Это окончательная стадия отречения. Это те вещи, которые ты говоришь, когда наступает конец.
– Держи ее.
Иксион толкнул Энни к Пауэру, который поймал ее онемевшими руками, его обычная усмешка исчезла, он изо всех сил стиснул зубы. Зажмурившись, Энни обмякла в его руках, ее губы шевелились в беззвучном протесте. Иксион направился ко мне.
Раздался скрежет металла о металл, когда он вытащил из ножен свой кинжал. Я поднял глаза, глядя в лицо моего кузена. Он был похож на Джулию, на его лице мелькала та же полуулыбка.

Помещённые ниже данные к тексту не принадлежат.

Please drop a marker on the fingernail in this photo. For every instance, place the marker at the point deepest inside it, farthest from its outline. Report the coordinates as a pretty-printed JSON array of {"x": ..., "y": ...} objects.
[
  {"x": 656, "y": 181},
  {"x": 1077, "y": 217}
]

Костяшки его пальцев побелели на рукоятке кинжала.
– Держи дракона.
Я опустился на колени рядом с Пэллором, касаясь его чешуи через проволоку, и ощутил его дрожь. Пэллор прижался к моей руке. Я не надел перчатки, его чешуя обжигала ладони, но я только еще сильнее прижимаю их к его телу. Я смотрел в большие черные глаза, как в тот день, когда мы были совсем юными, когда он выбрал меня.
– Я здесь.
Иксион вскинул кинжал, и когда он ткнул его под подбородок Пэллору, рой воспоминаний пронесся сквозь меня.
Воспоминания, принадлежавшие мне – и не только мне.
Воспоминания, которые нахлынули на меня как дар…
Вот перед нами маленький мальчик, которого мы любим. Грустный мальчик, жесткий и не сломленный, и мы научим его летать. Он неуверенно забрасывает ногу нам на крыло, поводья слишком крепко зажаты в маленьком кулачке. Его мысли пестрят воспоминаниями об отце, по которому он скучает, воспоминаниями о другой жизни. Он отгораживается от них, так же как и от нас. Он намерен научиться ни в ком не нуждаться.